I'd be a bit put out by those situations too, but Dogs has it under control. I don't have my copy in front of me to give you page numbers and paragraphs, but here's the gist of how Dogs handles such situations.
As a GM:
You really can't veto anything. Remember the rule of "Say 'yes' or roll the dice." If a player says that his character leaps over the town in a single bound in order to catch up with a fleeing NPC, then, as the GM, you've got no authority to say No. As a GM, you can pull out the dice.
As a Player:
I don't remember which page it's from, but each and every player has the right to object to narration that they don't like in Dogs. I think this is more implied than spelled out, but, once a player objects to narration, it all needs to be worked out by the group. If you, as a fellow player, think that a Dog learning to fly sucks & violates the flavor of the game, then you've got a right to say so. But, if the rest of the group thinks it's kewl & groovy, then you'll probably have to suck it up & deal with flying Dogs. I imagine that, in any game group where you've all played together for a while, if you're willing to object to some narration, there's probably someone else in the group that's willing to object too. If not... well, that makes
the crazy one. :)
Hope that helps.
p.s. If my group decided that flying Dogs were kewl, then I'd
be throwing Super Sayan Sorcerors at them!
Reply #3 on:
December 30, 2004, 05:59:57 AM »
I had a player who took "Lustful d4" as a Trait. His initiatory conflict was "Do I control my impulses?". So the character was struggling with non-Dog-like behavior, which was fun. I'd suggest offering to turn the conflict around if a player chose "Do I seduce my instructor?" and make it "Can I *not* seduce my instructor?" That worked for us, anyway. We put the character in a situation where his beautiful scripture instructor kept raising the stakes with unintentionally provocative behavior. The player really squirmed and it was a hard-fought and satisfying fight.

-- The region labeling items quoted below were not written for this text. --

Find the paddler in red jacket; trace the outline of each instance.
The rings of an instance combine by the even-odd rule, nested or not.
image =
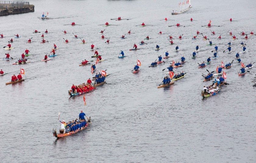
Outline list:
[[[27,49],[26,49],[25,50],[25,54],[27,55],[28,54],[28,52],[29,52],[29,51],[27,50]]]
[[[134,49],[137,49],[137,45],[135,44],[134,44],[133,45],[133,48],[134,48]]]
[[[46,60],[47,59],[47,55],[44,55],[44,60]]]
[[[92,44],[91,45],[91,49],[93,49],[94,48],[94,45],[93,44]]]
[[[100,60],[100,61],[101,60],[101,59],[102,59],[102,58],[101,58],[101,55],[99,55],[99,56],[98,57],[98,58],[99,58],[99,60]]]
[[[25,55],[24,54],[24,53],[21,54],[21,59],[24,59],[25,58]]]
[[[9,59],[9,57],[10,57],[10,55],[9,54],[9,53],[5,53],[5,55],[6,55],[5,59]]]
[[[21,80],[22,79],[22,76],[20,75],[20,73],[19,73],[19,75],[17,76],[17,77],[18,78],[18,80]]]
[[[97,50],[95,51],[95,52],[94,52],[94,55],[99,55],[99,53],[98,53],[98,51]]]
[[[13,75],[12,76],[11,81],[15,81],[17,80],[18,79],[17,79],[17,77],[15,75]]]
[[[87,83],[90,85],[91,84],[92,82],[90,78],[89,78],[89,79],[87,80]]]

Grey Ranks: Child Soldiers, Warsaw, 1944
Reply #4 on:
December 31, 2004, 07:19:08 AM »
As for a character who wants to fly, I second turning it around, as the only way I can see a character flying in this game would be under the influence of demons.
"Suuuuure you can fly, and should. Why shouldn't you, just because the King of Life didn't see fit to give you wings? Just come over to our side, and all the miracles of the world will be yours..."
Not an auspicious debut for a new Dog, I'd say!
Proudly having no idea what he's doing since 1970!
Reply #5 on:
December 31, 2004, 11:37:59 AM »
It's even easier at Accomplishment time than otherwise, since then you're already in active negotiation. Harder would be if everybody's sitting there making up Traits and Relationships and this player writes "I can fly 2d10" on his or her character sheet. What if it doesn't come up until two and a half sessions later?
"It's your responsibility to create a character suited to service and within the genre of the game," from the character creation recap, is all I can figure to say on the subject.
Joshua A.C. Newman
Reply #6 on:
January 03, 2005, 12:41:01 PM »
Spooky, say 'yes' or roll dice. Don't diminish the player's idea.
Look, if you're going to have some sort of high-magic thing going on, why the hell can't people fly? It doesn't make sense if you're playing The Outlaw Josey Wales, but it works fine if you're playing with Wild Wild West.
If there's something that's gonna get in everyone's face, talk about it first so everyone shares expectations.